Conformal Inference for Online Prediction with Arbitrary Distribution Shifts
This addresses the challenge of quickly reacting to distribution shifts in online prediction for applications like stock market volatility and COVID-19 case counts, representing an incremental improvement over existing adaptive conformal inference methods.
The paper tackles the problem of forming prediction sets in an online setting with arbitrary distribution shifts, developing a novel procedure that achieves provably small regret over local time intervals and is adaptive to both the size and type of shifts without requiring knowledge of the change rate.

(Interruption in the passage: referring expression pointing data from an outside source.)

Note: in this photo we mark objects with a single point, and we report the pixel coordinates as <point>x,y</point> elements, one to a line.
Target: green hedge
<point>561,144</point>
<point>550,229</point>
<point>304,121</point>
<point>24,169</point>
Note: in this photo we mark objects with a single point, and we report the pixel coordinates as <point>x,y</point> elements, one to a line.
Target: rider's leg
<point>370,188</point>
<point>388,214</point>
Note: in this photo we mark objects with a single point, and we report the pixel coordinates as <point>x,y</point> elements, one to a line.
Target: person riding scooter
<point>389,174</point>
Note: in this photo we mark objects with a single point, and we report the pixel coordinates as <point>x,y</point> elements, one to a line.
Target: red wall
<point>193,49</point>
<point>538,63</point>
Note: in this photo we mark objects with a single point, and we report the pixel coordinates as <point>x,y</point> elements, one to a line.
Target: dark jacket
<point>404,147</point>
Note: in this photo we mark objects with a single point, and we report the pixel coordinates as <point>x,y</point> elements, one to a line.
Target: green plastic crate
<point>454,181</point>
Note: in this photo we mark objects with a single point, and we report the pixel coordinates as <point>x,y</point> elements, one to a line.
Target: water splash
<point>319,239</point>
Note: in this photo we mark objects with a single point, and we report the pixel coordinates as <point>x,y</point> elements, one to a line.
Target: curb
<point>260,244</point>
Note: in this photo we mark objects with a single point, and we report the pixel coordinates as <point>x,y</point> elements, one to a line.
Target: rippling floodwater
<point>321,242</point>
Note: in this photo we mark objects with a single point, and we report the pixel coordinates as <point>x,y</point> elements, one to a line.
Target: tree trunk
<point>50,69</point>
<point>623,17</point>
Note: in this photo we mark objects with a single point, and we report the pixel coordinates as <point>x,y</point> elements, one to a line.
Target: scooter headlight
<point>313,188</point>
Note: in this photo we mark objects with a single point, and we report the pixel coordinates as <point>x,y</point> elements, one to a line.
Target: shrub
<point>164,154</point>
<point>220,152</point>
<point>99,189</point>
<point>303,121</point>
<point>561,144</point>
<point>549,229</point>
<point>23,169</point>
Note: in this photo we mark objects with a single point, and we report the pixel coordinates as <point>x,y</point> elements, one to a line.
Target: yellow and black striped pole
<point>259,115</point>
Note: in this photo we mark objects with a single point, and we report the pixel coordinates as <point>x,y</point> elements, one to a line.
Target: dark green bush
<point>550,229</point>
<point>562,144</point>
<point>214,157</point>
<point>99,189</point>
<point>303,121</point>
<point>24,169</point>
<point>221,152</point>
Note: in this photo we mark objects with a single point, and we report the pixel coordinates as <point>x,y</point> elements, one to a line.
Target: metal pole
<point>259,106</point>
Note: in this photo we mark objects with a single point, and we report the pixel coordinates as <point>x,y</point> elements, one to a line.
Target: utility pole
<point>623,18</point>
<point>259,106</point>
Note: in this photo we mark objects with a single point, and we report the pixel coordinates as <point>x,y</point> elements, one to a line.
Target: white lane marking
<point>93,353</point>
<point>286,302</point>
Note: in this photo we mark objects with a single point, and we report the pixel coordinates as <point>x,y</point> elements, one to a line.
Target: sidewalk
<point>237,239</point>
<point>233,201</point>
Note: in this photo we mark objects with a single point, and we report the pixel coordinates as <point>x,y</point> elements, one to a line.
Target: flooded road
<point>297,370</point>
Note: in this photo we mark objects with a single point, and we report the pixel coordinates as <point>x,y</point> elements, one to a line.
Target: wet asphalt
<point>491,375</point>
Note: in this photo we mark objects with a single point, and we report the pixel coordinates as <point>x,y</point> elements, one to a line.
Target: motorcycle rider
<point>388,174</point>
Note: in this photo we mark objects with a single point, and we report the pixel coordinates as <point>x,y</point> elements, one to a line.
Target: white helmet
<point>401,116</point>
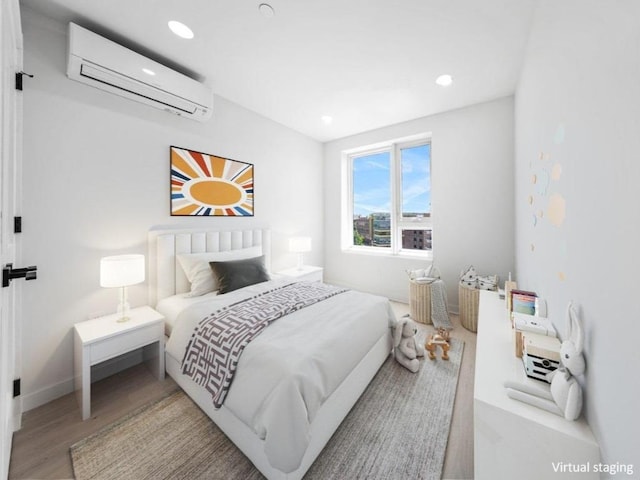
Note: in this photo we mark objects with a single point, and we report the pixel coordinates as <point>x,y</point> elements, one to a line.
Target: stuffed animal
<point>439,339</point>
<point>406,349</point>
<point>564,395</point>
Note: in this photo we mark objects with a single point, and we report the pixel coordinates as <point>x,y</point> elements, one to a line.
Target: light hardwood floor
<point>41,447</point>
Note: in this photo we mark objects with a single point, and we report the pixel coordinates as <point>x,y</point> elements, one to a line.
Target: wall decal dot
<point>558,138</point>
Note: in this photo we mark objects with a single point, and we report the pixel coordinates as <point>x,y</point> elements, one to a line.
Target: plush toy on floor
<point>439,339</point>
<point>406,349</point>
<point>564,396</point>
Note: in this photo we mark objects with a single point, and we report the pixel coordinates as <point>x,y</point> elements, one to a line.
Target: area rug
<point>398,429</point>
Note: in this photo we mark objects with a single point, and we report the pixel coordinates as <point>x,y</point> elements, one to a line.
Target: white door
<point>10,164</point>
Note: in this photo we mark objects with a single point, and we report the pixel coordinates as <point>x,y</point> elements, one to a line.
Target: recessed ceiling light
<point>444,80</point>
<point>266,10</point>
<point>180,29</point>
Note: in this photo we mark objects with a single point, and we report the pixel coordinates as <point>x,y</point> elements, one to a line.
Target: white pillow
<point>198,271</point>
<point>489,282</point>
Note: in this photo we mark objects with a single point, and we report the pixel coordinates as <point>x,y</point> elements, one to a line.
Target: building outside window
<point>389,198</point>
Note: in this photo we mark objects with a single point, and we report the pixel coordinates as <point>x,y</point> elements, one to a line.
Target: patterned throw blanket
<point>212,354</point>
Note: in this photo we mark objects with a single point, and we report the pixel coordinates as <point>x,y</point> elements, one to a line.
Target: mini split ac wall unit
<point>104,64</point>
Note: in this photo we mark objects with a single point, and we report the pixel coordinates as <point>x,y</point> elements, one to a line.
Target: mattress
<point>286,373</point>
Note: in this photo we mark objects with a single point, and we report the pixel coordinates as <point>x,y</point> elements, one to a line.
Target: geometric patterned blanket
<point>212,354</point>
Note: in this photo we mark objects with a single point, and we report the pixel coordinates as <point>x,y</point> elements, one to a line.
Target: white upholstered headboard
<point>166,276</point>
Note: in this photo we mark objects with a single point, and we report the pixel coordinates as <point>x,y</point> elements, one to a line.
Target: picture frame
<point>208,185</point>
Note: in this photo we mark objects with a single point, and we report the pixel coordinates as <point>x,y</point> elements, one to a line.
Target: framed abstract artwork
<point>208,185</point>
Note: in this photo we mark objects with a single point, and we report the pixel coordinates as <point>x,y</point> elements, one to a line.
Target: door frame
<point>11,48</point>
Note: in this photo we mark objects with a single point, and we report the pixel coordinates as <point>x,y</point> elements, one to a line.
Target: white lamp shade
<point>121,270</point>
<point>300,244</point>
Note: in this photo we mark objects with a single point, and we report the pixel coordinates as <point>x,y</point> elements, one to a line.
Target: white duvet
<point>286,373</point>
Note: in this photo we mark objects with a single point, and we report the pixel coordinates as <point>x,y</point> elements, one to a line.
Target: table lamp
<point>122,271</point>
<point>300,245</point>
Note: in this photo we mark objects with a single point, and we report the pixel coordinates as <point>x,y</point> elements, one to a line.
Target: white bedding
<point>288,371</point>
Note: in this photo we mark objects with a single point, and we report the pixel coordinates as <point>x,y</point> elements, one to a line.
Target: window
<point>388,205</point>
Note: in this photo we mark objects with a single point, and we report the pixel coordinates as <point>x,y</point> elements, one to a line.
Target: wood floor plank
<point>41,448</point>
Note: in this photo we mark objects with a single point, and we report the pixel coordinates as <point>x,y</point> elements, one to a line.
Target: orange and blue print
<point>207,185</point>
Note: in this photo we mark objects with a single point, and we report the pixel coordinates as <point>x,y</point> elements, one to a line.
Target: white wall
<point>96,178</point>
<point>581,76</point>
<point>472,187</point>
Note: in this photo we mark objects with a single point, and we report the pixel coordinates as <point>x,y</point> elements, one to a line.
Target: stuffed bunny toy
<point>406,349</point>
<point>564,395</point>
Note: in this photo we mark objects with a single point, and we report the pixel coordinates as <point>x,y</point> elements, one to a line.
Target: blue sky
<point>371,181</point>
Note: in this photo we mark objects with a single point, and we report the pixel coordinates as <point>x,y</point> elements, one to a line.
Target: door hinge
<point>19,76</point>
<point>9,273</point>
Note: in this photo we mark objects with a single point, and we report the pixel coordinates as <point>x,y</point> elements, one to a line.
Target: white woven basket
<point>468,300</point>
<point>420,301</point>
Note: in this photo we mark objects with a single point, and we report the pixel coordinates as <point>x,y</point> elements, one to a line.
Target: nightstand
<point>104,338</point>
<point>307,273</point>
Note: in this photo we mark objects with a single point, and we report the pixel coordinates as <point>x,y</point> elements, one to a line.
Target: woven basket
<point>468,299</point>
<point>420,301</point>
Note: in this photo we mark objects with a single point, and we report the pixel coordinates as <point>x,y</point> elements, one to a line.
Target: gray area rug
<point>398,429</point>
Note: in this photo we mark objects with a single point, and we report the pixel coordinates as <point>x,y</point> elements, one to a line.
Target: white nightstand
<point>103,338</point>
<point>307,273</point>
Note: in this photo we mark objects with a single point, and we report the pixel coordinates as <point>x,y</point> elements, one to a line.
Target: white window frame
<point>398,223</point>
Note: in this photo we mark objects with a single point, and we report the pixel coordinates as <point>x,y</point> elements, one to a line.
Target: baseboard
<point>98,372</point>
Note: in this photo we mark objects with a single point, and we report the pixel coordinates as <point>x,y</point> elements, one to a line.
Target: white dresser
<point>513,439</point>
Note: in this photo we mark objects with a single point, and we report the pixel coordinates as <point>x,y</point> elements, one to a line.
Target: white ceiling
<point>366,63</point>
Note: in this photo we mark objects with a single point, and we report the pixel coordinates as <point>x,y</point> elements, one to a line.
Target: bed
<point>302,401</point>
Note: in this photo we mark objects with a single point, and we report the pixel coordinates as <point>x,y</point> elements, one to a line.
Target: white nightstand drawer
<point>114,346</point>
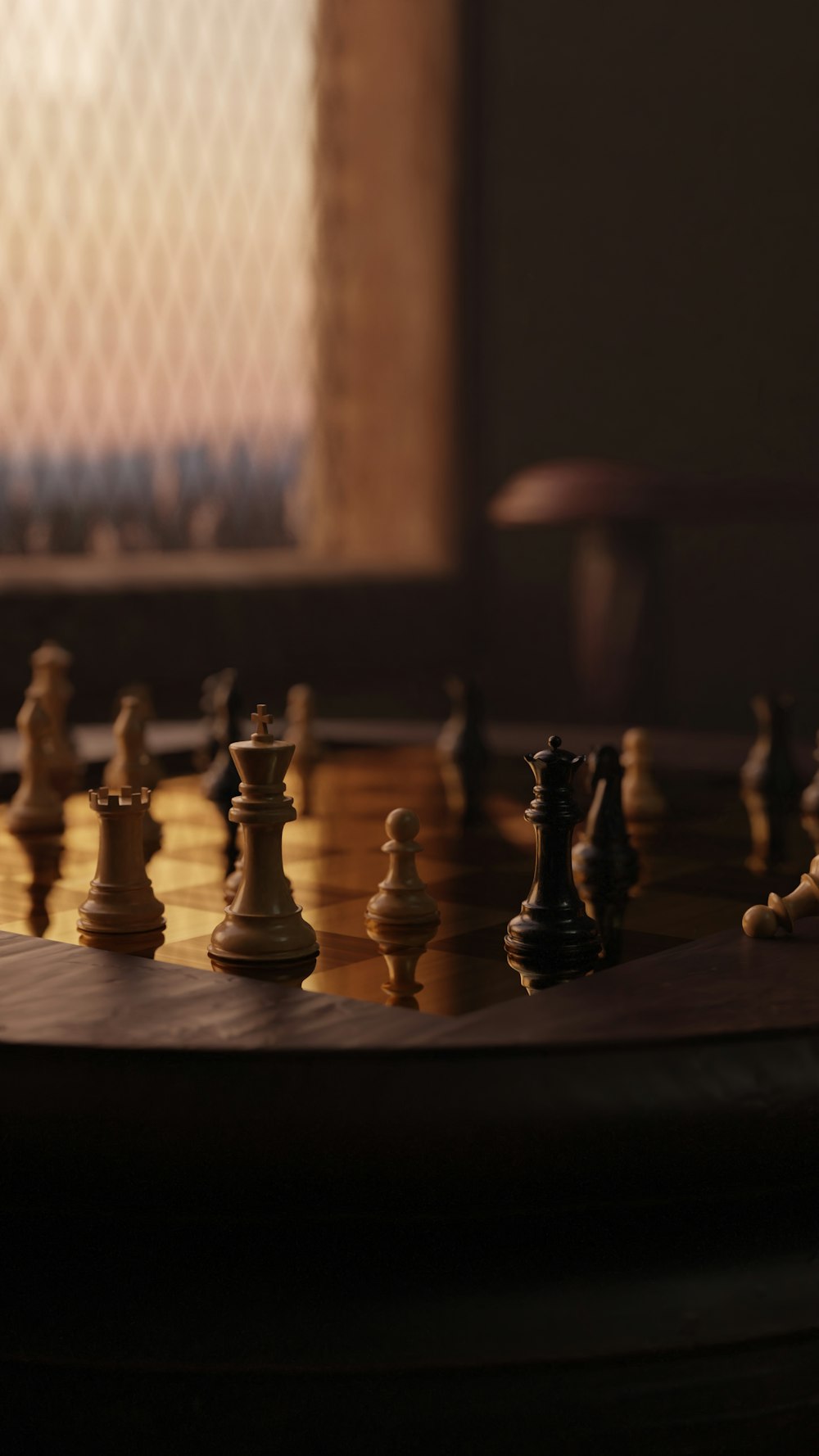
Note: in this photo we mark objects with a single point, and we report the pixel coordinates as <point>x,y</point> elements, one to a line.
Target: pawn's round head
<point>402,825</point>
<point>759,924</point>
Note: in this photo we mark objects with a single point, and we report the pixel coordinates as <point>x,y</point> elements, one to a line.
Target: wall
<point>649,287</point>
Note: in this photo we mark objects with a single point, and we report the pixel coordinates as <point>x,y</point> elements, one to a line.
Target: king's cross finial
<point>261,720</point>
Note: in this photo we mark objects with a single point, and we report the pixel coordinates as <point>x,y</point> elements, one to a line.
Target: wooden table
<point>241,1214</point>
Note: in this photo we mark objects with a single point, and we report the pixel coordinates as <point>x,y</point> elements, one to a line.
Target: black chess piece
<point>770,782</point>
<point>553,938</point>
<point>605,861</point>
<point>220,780</point>
<point>462,752</point>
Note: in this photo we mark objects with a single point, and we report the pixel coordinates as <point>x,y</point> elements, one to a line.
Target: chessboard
<point>263,1214</point>
<point>693,879</point>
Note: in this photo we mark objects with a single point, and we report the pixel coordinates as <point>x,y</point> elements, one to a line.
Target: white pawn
<point>37,807</point>
<point>641,798</point>
<point>50,683</point>
<point>299,715</point>
<point>783,911</point>
<point>132,763</point>
<point>402,896</point>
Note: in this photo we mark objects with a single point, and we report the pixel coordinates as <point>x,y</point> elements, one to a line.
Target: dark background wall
<point>640,283</point>
<point>650,293</point>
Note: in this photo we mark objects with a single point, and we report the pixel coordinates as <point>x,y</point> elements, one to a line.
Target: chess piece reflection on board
<point>604,859</point>
<point>37,807</point>
<point>50,681</point>
<point>121,911</point>
<point>809,804</point>
<point>220,780</point>
<point>299,730</point>
<point>401,918</point>
<point>770,784</point>
<point>553,939</point>
<point>263,931</point>
<point>35,813</point>
<point>132,763</point>
<point>462,753</point>
<point>44,855</point>
<point>783,911</point>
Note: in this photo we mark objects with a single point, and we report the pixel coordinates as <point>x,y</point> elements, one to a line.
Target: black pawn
<point>553,938</point>
<point>605,859</point>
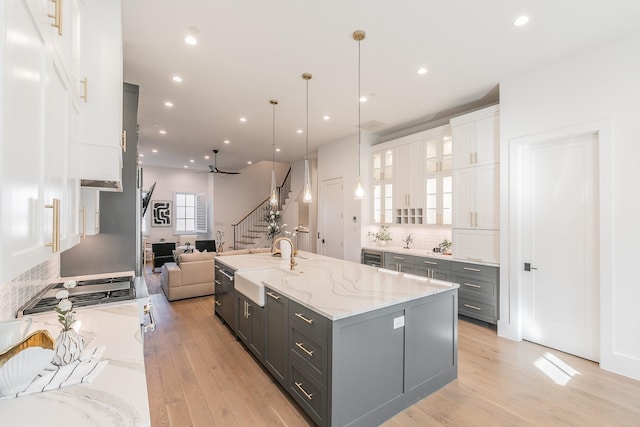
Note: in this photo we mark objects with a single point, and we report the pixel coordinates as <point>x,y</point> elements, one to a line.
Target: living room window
<point>191,213</point>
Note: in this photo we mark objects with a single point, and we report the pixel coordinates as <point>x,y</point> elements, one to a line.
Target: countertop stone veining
<point>116,397</point>
<point>336,288</point>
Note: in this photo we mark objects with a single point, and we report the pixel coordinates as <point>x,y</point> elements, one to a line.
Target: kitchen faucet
<point>275,243</point>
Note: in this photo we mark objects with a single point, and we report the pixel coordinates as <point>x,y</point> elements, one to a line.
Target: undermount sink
<point>251,283</point>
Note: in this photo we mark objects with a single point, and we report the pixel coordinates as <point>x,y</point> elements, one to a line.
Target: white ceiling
<point>252,51</point>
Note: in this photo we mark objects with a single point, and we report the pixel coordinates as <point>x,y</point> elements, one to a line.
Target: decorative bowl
<point>20,364</point>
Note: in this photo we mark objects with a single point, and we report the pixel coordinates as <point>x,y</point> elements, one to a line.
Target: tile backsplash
<point>17,292</point>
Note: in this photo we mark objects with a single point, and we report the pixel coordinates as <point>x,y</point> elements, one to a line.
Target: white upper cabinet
<point>100,137</point>
<point>476,138</point>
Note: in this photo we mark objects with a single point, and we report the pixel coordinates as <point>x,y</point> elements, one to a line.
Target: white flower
<point>65,305</point>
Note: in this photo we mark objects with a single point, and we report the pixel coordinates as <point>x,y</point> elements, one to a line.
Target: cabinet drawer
<point>313,351</point>
<point>477,286</point>
<point>433,263</point>
<point>485,311</point>
<point>309,393</point>
<point>476,269</point>
<point>308,320</point>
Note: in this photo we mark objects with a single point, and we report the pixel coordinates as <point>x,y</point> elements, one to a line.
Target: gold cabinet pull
<point>83,212</point>
<point>307,395</point>
<point>301,346</point>
<point>301,316</point>
<point>274,296</point>
<point>85,89</point>
<point>57,16</point>
<point>124,141</point>
<point>55,235</point>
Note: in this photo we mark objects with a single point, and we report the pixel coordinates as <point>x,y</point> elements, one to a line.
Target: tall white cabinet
<point>40,118</point>
<point>476,221</point>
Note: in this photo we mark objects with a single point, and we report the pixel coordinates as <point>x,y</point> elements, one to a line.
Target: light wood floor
<point>199,375</point>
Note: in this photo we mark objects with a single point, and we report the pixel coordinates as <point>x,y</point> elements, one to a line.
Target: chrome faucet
<point>275,244</point>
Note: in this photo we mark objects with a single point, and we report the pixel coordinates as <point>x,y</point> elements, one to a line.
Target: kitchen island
<point>116,397</point>
<point>352,344</point>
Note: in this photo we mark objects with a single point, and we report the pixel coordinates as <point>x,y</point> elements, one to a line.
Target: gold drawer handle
<point>307,395</point>
<point>300,345</point>
<point>309,321</point>
<point>274,296</point>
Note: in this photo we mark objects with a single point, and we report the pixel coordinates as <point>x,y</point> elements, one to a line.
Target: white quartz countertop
<point>426,253</point>
<point>336,288</point>
<point>116,397</point>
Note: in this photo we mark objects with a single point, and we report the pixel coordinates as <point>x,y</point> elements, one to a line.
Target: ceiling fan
<point>214,168</point>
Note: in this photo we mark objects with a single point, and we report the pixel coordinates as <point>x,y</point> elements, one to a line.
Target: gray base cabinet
<point>250,325</point>
<point>225,295</point>
<point>276,355</point>
<point>478,290</point>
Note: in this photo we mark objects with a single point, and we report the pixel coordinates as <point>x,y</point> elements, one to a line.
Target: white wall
<point>600,85</point>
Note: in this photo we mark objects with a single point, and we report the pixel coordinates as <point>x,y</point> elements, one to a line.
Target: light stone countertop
<point>425,253</point>
<point>336,288</point>
<point>116,397</point>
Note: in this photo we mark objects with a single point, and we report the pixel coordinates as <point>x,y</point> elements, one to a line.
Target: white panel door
<point>332,234</point>
<point>559,241</point>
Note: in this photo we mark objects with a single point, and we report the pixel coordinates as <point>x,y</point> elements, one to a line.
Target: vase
<point>69,347</point>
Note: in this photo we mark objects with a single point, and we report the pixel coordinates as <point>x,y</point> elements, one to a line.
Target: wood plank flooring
<point>199,375</point>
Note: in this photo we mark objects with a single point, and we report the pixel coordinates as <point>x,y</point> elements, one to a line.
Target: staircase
<point>251,231</point>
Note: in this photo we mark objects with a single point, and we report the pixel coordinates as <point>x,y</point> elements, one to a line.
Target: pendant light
<point>359,193</point>
<point>307,198</point>
<point>273,199</point>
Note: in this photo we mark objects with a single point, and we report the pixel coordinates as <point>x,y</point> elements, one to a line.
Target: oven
<point>97,289</point>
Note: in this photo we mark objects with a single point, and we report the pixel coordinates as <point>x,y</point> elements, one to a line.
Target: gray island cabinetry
<point>353,345</point>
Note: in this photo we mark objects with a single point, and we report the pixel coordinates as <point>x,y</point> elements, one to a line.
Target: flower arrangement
<point>219,242</point>
<point>383,234</point>
<point>273,222</point>
<point>64,308</point>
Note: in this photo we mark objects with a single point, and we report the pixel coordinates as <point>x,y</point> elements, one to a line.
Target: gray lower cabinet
<point>398,262</point>
<point>276,354</point>
<point>250,325</point>
<point>225,295</point>
<point>434,268</point>
<point>479,285</point>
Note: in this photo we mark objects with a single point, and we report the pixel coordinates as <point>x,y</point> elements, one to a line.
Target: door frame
<point>511,322</point>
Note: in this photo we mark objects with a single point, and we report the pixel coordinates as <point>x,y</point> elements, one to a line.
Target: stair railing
<point>253,226</point>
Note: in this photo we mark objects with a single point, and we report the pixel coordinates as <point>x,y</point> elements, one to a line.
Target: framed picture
<point>161,210</point>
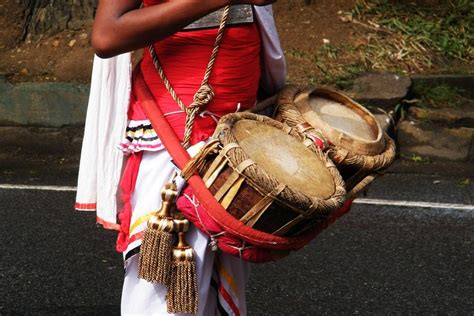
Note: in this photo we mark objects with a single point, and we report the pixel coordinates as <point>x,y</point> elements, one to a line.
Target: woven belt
<point>239,14</point>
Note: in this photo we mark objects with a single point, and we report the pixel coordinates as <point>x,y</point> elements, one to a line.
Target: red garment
<point>184,57</point>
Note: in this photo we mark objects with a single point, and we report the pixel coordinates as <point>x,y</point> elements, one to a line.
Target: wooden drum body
<point>348,132</point>
<point>263,175</point>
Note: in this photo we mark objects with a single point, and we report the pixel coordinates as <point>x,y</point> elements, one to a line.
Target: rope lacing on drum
<point>240,249</point>
<point>205,93</point>
<point>196,204</point>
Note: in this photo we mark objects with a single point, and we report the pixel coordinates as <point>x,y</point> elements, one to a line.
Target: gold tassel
<point>182,296</point>
<point>197,162</point>
<point>156,250</point>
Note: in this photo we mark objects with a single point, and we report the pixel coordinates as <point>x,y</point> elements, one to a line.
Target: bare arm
<point>121,26</point>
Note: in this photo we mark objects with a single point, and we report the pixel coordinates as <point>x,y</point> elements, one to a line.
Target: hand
<point>254,2</point>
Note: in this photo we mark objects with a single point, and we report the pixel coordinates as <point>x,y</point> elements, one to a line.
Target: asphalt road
<point>378,259</point>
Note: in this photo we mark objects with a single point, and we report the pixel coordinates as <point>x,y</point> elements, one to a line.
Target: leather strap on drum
<point>216,211</point>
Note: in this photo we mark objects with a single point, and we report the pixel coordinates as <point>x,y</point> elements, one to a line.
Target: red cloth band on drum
<point>216,212</point>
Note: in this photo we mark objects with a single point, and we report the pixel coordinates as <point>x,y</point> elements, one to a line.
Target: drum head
<point>285,158</point>
<point>344,122</point>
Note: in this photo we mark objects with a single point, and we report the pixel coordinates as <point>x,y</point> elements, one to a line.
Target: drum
<point>263,174</point>
<point>344,129</point>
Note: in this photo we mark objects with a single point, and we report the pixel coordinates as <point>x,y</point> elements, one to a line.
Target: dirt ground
<point>308,33</point>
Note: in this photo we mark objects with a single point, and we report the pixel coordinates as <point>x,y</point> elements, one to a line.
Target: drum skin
<point>344,129</point>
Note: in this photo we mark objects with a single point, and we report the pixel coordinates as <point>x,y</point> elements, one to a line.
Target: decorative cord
<point>205,93</point>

We consider the problem of forming prediction sets in an online setting where the distribution generating the data is allowed to vary over time. Previous approaches to this problem suffer from over-weighting historical data and thus may fail to quickly react to the underlying dynamics. Here we correct this issue and develop a novel procedure with provably small regret over all local time intervals of a given width. We achieve this by modifying the adaptive conformal inference (ACI) algorithm of Gibbs and Candès (2021) to contain an additional step in which the step-size parameter of ACI's gradient descent update is tuned over time. Crucially, this means that unlike ACI, which requires knowledge of the rate of change of the data-generating mechanism, our new procedure is adaptive to both the size and type of the distribution shift. Our methods are highly flexible and can be used in combination with any baseline predictive algorithm that produces point estimates or estimated quantiles of the target without the need for distributional assumptions. We test our techniques on two real-world datasets aimed at predicting stock market volatility and COVID-19 case counts and find that they are robust and adaptive to real-world distribution shifts.